# By Demand [June 2021]



## Anorion (Apr 26, 2021)

Ideas for the eDVD.

So far we got
- Give a package with DVD interface


----------



## RumbaMon19 (Apr 26, 2021)

Here I got one more thing, 

This time around, dedicate 2-3 pages on giving a office tour of both your noida and Mumbai offices. 

Many readers, who have been reading since long have never seen digit office and workplace, it will be great if you feature this thing this time.

(Optional) You may also make it interactive by including a AR code, like done earlier using blub or something like that. 


Sent from my iPad using Tapatalk


----------



## Anorion (Apr 26, 2021)

Hehe okay nice idea  but no one going to these offices right now, we also have not seen in long time!


----------



## RumbaMon19 (Apr 26, 2021)

Anorion said:


> Hehe okay nice idea  but no one going to these offices right now, we also have not seen in long time!



Oo forgot the lockdown, my bad. 

Maybe by may end situation may improve ..


----------



## Æsoteric Positron (Apr 27, 2021)

I would love to make the e-dvd content being more curated. Currently there are so many software options for a single usecaase that it would actually make more sense to just google "Best X software for Y" and try 'em all. I liked the DVD as a way to check out "Good Software this month" or "Documentaries/techshows/Educational videos you should watch this month", but at the current state of eDVD I don't think anybody would actually be able to try everything out,_ in a single of the categories_. So, try making the options less, so we _know _we are only getting best quality content in the eDVD. You can start by putting only those software that you can write a whole blog post about if needed.


----------



## aby geek (May 16, 2021)

How about DIY workshops? 
For example your designers could talk about graphic design, about how they conceived the cover, what challenges does a print magazine pose vs digital and vice versa. How is the magazine laid out etc.

Programmers can talk about code and hands on app development. 

Game journalists can review as well as share gameplay like youtubers.

Agent 001 in person would be great to hear to on the dvd.

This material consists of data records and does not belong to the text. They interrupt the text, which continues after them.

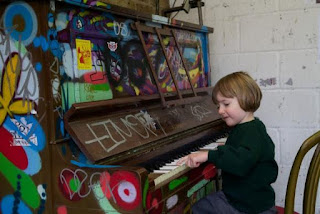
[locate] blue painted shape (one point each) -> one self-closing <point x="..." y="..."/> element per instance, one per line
<point x="8" y="204"/>
<point x="92" y="165"/>
<point x="26" y="13"/>
<point x="35" y="130"/>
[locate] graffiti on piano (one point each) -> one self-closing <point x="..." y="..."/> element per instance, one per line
<point x="118" y="189"/>
<point x="200" y="111"/>
<point x="141" y="124"/>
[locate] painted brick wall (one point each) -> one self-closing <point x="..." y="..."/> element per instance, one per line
<point x="276" y="41"/>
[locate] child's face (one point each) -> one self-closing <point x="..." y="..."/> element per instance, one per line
<point x="231" y="112"/>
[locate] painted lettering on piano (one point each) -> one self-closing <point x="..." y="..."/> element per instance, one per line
<point x="117" y="132"/>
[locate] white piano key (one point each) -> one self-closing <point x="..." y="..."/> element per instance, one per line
<point x="168" y="167"/>
<point x="158" y="171"/>
<point x="170" y="174"/>
<point x="221" y="140"/>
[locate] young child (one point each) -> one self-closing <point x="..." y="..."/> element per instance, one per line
<point x="247" y="158"/>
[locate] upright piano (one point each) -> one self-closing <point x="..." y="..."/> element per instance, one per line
<point x="97" y="103"/>
<point x="130" y="145"/>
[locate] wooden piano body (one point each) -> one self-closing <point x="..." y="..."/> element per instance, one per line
<point x="95" y="97"/>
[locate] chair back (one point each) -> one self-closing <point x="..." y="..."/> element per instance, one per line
<point x="312" y="180"/>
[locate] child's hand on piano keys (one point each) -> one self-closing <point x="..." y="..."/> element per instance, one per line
<point x="194" y="159"/>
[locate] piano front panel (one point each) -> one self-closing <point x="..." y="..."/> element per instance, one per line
<point x="107" y="188"/>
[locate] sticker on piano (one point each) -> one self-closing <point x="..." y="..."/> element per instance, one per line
<point x="113" y="46"/>
<point x="126" y="189"/>
<point x="84" y="54"/>
<point x="154" y="202"/>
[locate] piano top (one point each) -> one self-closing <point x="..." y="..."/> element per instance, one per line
<point x="114" y="128"/>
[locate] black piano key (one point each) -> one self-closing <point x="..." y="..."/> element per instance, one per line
<point x="161" y="160"/>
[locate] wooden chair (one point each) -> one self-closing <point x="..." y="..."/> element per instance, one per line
<point x="312" y="180"/>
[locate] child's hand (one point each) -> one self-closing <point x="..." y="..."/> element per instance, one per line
<point x="194" y="159"/>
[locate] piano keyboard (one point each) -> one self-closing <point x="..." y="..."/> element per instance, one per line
<point x="171" y="169"/>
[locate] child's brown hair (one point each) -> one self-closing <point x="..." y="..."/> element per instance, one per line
<point x="243" y="87"/>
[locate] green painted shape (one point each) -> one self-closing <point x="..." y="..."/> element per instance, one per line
<point x="102" y="87"/>
<point x="75" y="92"/>
<point x="196" y="187"/>
<point x="29" y="193"/>
<point x="93" y="94"/>
<point x="102" y="200"/>
<point x="177" y="182"/>
<point x="74" y="184"/>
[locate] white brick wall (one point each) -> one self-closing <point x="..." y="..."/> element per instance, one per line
<point x="277" y="42"/>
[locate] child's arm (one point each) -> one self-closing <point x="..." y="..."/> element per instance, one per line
<point x="194" y="159"/>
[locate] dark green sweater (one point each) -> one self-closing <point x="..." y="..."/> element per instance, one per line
<point x="248" y="167"/>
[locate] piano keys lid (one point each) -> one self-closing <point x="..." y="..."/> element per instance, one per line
<point x="114" y="128"/>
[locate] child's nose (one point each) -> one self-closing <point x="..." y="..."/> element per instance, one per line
<point x="220" y="110"/>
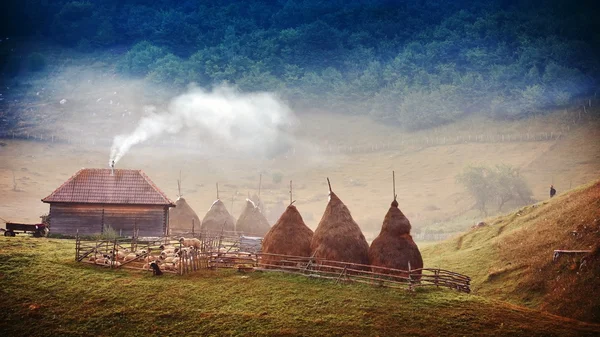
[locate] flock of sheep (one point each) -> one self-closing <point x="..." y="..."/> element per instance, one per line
<point x="169" y="258"/>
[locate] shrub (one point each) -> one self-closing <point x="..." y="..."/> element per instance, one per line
<point x="498" y="185"/>
<point x="140" y="58"/>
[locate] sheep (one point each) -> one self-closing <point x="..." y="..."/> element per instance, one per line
<point x="155" y="269"/>
<point x="168" y="266"/>
<point x="130" y="257"/>
<point x="193" y="242"/>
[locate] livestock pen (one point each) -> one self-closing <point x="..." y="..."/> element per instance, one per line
<point x="226" y="251"/>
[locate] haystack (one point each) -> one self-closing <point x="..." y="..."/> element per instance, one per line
<point x="182" y="218"/>
<point x="252" y="221"/>
<point x="218" y="218"/>
<point x="289" y="236"/>
<point x="394" y="247"/>
<point x="338" y="237"/>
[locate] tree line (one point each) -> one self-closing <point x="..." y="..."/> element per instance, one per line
<point x="416" y="64"/>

And so would be Robert's letter as a direct video address.


----------



## RumbaMon19 (May 16, 2021)

aby geek said:


> How about DIY workshops?
> For example your designers could talk about graphic design, about how they conceived the cover, what challenges does a print magazine pose vs digital and vice versa. How is the magazine laid out etc.
> 
> Programmers can talk about code and hands on app development.
> ...



Ya i liked this idea +1 to this. We have always read about there thoughts, but never heard it from there own mouth.


----------